Comparative analysis of Amycolatopsis sp. BCA-696 genome
The pangenome analysis was performed using all Amycolatopsis genomes at the NCBI database with at least scaffold level completion (n = 76, Supplementary Table S10) using Roary pipeline v3.13.051. Having observed an unusually small core set size (< 1%) and a whoppingly large cloud gene set size (> 95%), the pan-genome analysis was repeated on a subset of genomes that were closely related to BCA-696. Species/strains belonging to the clade, identified from the pan-genome-based tree, in which BCA-696 was also present were selected as close relatives. This set (of closely related species/strains) was augmented by including a few more species/strains having contig-level completion. The fourteen close relatives of BCA-696 were: A. orientalis strain B-37 (GCF_000943515.2), A. keratiniphila strain HCCB10007 (GCF_000400635.2), A. regifaucium strain GY080T (GCF_001558125.2), A. coloradensis strain DSM 44225T (GCF_001953865.1), A. roodepoortensis strain ZEL-1 (GCF_024628825.1), A. alba strain DSM 44262T (GCF_000384215.1), A. azurea strain DSM 43854T (GCF_001995215.1), A. decaplanina strain DSM 44594T (GCF_000342005.1), A. lurida strain DSM 43134T (GCF_000749465.2), A. japonica strain DSM 44213T (GCF_000732925.1), A. thailandensis strain JCM 16380T (GCF_002234405.1), A. umgeniensis strain DSM 45272T (GCF_014205155.1), A. oliviviridis strain CGMCC 4.7683 (GCF_014654365.1), and A. pittospori strain PIP199T (GCF_013870525.1) (The type strains are indicated with a “T” in superscript). The genome sequences were annotated with the rapid prokaryotic genome annotation tool Prokka V1.14.652 and implemented Roary pipeline on input annotation files (in GFF format) with a minimum 95% percentage identity for BLASTp. Core gene sequences were aligned with Multiple Alignments using Fast Fourier Transform (MAFFT V7.520)53, and the CD-HIT V4.754 algorithm used to perform clustering was embedded in the Roary pipeline. Further analysis was performed on the gene presence/absence file generated by the Roary analysis.
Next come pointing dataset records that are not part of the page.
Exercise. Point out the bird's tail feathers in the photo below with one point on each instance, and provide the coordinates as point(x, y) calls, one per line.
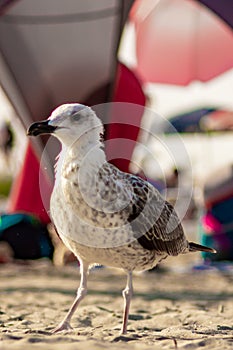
point(194, 247)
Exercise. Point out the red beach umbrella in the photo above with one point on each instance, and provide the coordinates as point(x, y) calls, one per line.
point(178, 41)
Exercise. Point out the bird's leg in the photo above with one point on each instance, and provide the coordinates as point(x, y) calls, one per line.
point(81, 292)
point(127, 294)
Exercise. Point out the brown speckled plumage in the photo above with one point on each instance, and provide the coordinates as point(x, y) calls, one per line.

Orthology-based re-analysis of BCA-696 specific genes
Orthofinder (version 2.5.4)24 was used with default parameters to find common ortholog groups among BCA-696 and 14 other genomes of Amycolatopsis species taken from the NCBI database (Acessed on: October 2022). Genes unique to BCA-696 were selected and mined for functional details using the KEGG PATHWAY Database (Accessed on: October 2022)55 (https://www.genome.jp/kegg/pathway.html).
Phylogenetic relationships of BCA-696
To obtain taxonomic positioning of Amycolatopsis BCA-696 strain in the Amycolatopsis genus based on the genome sequences, the BCA-696 genome was submitted to the Type (Strain) Genome Server (TYGS) (accessed on: Jan 2024)31, and the ten closest genomes were selected by the TYGS to construct the phylogenetic tree with default setting. The TYGS uses overall genome relatedness index (OGRI) methods (GBDP & dDDH).
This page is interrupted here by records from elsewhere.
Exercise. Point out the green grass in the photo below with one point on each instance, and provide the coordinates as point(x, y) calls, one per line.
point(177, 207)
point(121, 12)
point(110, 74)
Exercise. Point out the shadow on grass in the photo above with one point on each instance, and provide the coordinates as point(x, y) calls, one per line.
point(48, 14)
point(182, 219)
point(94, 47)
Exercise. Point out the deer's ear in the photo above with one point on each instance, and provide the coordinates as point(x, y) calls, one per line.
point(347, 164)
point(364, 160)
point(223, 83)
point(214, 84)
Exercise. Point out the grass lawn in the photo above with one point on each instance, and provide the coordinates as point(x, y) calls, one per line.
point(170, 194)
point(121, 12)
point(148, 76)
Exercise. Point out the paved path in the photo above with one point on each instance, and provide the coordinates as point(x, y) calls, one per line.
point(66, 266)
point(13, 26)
Prediction of biosynthetic pathways (BGCs) for secondary metabolites and PGP traits
PRISM4 (accessed on: July 2020)56 was used to mine BGCs in the BCA-696 genome. It allows the prediction of a BGC's location and provides insights into the putative structure of the encoded secondary metabolite. BGCs were additionally predicted using another tool namely antiSMASH v7.0.0 57 using 'relaxed' strictness level. Since none of the two tools gave precise details of the secondary metabolites actually being synthesized by the core and/or additional biosynthetic genes, protein sequences of these genes were searched in the KEGG ortholog/pathway database using ‘Automatic KO assignment and KEGG mapping service’ (BlastKOALA). Representative pathways for biosynthesis of Vancomycin and Enediyne from Amycolatopsis keratiniphila, for instance, were accessed at URLs https://www.genome.jp/pathway/aoi01055 and https://www.kegg.jp/pathway/aoi01059, respectively.
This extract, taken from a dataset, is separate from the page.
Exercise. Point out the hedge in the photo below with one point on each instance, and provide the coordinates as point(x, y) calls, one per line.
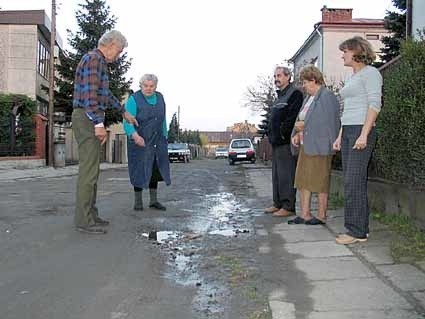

Further, pathway information of the PGP traits was obtained from the KEGG PATHWAY Database (Accessed on: July 2020)54, which provided details of the enzymes involved. In order to find orthologs of these KEGG enzymes in the genome of Amycolatopsis sp. BCA-696, the Reciprocal Best BLAST (RBB) search was performed between the proteomes of Amycolatopsis sp. B-696 and a few reference bacterial species (such as E. coli), already have orthologs (KO) of KEGG enzymes.
Data availability
The sequencing data generated in this study has been submitted to the National Centre for Biotechnology Information (NCBI) under the Bioproject ID: PRJNA765508. The genome assembly and annotation can be accessed from NCBI (Genbank accession number CP150484). The genome annotation by the RAST server can be accessed from the author's website (http://sls.uohyd.ac.in/new/fac_details.php?fac_id=34#DataandSoftwares).
References
Leontidou, K. et al. Plant growth promoting rhizobacteria isolated from halophytes and drought-tolerant plants: Genomic characterisation and exploration of phyto-beneficial traits. Sci. Rep. 10, 14857 (2020).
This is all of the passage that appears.